Friday, June 21, 2013

Greens, Egg & Ham (Acelgas con Jamón)

acelgas con jamon Cuban greens with ham and egg
If there's a Cuban equivalent to Southern US soul food, this unpretentious but nourishing dish belongs in that category.

Acelgas con jamón is an old, traditional Cuban recipe made with chard or other leafy greens such as collards, bok choy (pak choi), turnip greens, vitamin greens, spinach, etc.,plus egg and chopped ham for additional richness and protein. Served with plain boiled rice, it becomes an inexpensive, economical meal when budgets are tight -- or you can certainly serve it as a side for chicken, meat, seafood or bean dishes.
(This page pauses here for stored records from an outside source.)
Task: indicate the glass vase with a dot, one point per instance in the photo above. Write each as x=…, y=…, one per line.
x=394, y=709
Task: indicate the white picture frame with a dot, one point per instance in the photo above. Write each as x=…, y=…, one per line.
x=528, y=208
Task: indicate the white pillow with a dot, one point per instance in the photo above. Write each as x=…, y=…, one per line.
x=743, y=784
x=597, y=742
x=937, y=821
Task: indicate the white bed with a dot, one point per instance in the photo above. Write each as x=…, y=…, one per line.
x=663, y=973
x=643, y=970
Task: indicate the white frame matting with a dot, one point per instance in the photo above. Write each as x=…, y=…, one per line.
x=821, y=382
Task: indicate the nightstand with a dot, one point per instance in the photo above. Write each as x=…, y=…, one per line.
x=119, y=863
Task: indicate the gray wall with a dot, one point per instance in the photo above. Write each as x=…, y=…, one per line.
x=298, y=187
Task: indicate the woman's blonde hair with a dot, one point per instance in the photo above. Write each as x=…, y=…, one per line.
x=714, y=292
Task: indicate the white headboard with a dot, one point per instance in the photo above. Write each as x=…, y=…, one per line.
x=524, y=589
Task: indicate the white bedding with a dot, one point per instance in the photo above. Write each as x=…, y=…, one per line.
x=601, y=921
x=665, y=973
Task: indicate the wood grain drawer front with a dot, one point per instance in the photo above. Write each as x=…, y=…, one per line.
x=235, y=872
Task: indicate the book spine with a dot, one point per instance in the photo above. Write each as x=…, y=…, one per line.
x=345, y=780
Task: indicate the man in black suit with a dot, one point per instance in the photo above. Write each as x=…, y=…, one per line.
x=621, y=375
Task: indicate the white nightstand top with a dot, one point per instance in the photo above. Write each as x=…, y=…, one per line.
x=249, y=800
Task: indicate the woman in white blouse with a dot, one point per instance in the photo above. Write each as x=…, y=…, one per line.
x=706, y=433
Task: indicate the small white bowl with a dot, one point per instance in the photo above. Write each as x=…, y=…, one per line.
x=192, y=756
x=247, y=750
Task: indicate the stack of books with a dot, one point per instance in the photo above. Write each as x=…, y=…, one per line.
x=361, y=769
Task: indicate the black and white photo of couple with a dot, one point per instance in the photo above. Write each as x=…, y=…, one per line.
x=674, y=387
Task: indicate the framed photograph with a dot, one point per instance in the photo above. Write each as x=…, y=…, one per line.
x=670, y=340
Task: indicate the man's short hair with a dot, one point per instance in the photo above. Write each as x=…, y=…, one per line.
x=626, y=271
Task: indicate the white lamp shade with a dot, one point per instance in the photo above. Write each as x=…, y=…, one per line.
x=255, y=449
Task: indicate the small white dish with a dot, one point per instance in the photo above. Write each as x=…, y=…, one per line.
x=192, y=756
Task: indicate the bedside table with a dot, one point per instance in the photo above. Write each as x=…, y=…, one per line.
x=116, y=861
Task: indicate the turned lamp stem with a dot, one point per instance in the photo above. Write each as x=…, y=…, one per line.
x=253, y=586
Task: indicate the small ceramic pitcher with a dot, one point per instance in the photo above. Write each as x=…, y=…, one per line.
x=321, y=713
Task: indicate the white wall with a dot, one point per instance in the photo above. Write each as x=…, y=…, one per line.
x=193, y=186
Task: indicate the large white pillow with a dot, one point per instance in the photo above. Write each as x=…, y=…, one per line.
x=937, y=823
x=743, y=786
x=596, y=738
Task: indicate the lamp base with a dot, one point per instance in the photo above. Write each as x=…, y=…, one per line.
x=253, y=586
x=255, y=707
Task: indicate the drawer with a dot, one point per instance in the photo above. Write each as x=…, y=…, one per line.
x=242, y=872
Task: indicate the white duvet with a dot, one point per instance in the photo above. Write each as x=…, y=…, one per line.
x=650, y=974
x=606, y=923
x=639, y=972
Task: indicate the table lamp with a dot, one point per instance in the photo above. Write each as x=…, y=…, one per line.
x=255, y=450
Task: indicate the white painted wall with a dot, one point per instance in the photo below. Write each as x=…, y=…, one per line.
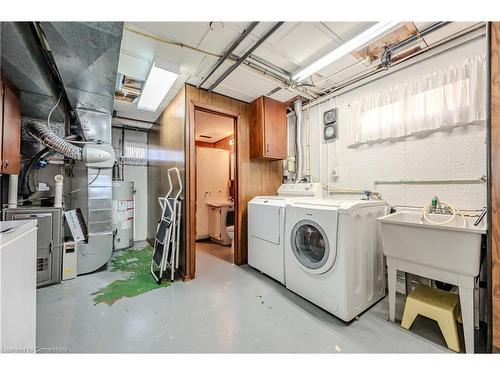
x=139, y=176
x=456, y=154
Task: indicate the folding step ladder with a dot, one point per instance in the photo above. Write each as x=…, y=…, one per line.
x=166, y=246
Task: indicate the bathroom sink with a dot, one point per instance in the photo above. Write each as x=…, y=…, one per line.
x=450, y=247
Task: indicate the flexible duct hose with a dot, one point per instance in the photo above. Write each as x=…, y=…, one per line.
x=47, y=137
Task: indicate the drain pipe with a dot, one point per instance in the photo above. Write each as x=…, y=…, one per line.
x=13, y=179
x=297, y=109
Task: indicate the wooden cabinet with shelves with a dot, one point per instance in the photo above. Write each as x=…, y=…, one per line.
x=10, y=128
x=268, y=129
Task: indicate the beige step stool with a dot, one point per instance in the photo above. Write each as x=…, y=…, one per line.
x=436, y=304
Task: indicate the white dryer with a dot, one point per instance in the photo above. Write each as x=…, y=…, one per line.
x=333, y=254
x=266, y=227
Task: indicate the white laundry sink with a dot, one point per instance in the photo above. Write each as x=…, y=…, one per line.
x=450, y=247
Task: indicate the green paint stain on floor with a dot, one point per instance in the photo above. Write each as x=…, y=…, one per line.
x=137, y=279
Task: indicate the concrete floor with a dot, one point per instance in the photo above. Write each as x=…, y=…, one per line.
x=225, y=309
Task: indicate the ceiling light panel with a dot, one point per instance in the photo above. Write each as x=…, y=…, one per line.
x=161, y=77
x=358, y=41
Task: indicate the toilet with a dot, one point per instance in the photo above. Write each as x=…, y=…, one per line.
x=230, y=234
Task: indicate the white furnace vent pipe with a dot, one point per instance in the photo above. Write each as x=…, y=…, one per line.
x=297, y=109
x=58, y=191
x=12, y=202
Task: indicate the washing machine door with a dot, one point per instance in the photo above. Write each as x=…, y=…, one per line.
x=312, y=247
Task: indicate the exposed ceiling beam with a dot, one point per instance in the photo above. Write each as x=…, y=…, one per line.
x=244, y=57
x=228, y=52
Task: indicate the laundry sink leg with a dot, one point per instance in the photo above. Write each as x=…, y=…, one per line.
x=391, y=278
x=466, y=292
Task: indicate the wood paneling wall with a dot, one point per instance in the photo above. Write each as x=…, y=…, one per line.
x=254, y=177
x=495, y=182
x=154, y=170
x=223, y=144
x=173, y=154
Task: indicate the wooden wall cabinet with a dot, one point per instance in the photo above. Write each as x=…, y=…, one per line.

Here is my recipe for Cuban style greens, which I just had to name Greens, Egg & Ham (please forgive me, Dr. Seuss). For the version shown in the photo, I used vitamin greens, aka vitaminna, and ham trimmings that I had saved in our freezer from a large ham roast that Greg had cooked on our smoker.

1 bunch leafy greens, approx. 1 lb
2 Tbs olive oil or bacon fat (or combination)
1/4 cup chopped ham or meaty ham trimmings
1 egg, beaten
Salt & Pepper to taste

Thoroughly wash the greens, remove tough stems and coarsely chop. Heat the oil or fat in a large, deep skillet, then add chopped greens and saute over medium heat until just wilted and tender to taste. Stir in the ham, then pour in the beaten egg and cook while stirring, until the egg is set but not too dry. Season with salt & pepper to taste. And although it probably wasn't done in old Havana, you could certainly splash on some hot sauce if you usually eat your greens that way (Tabasco Sauce is an excellent choice).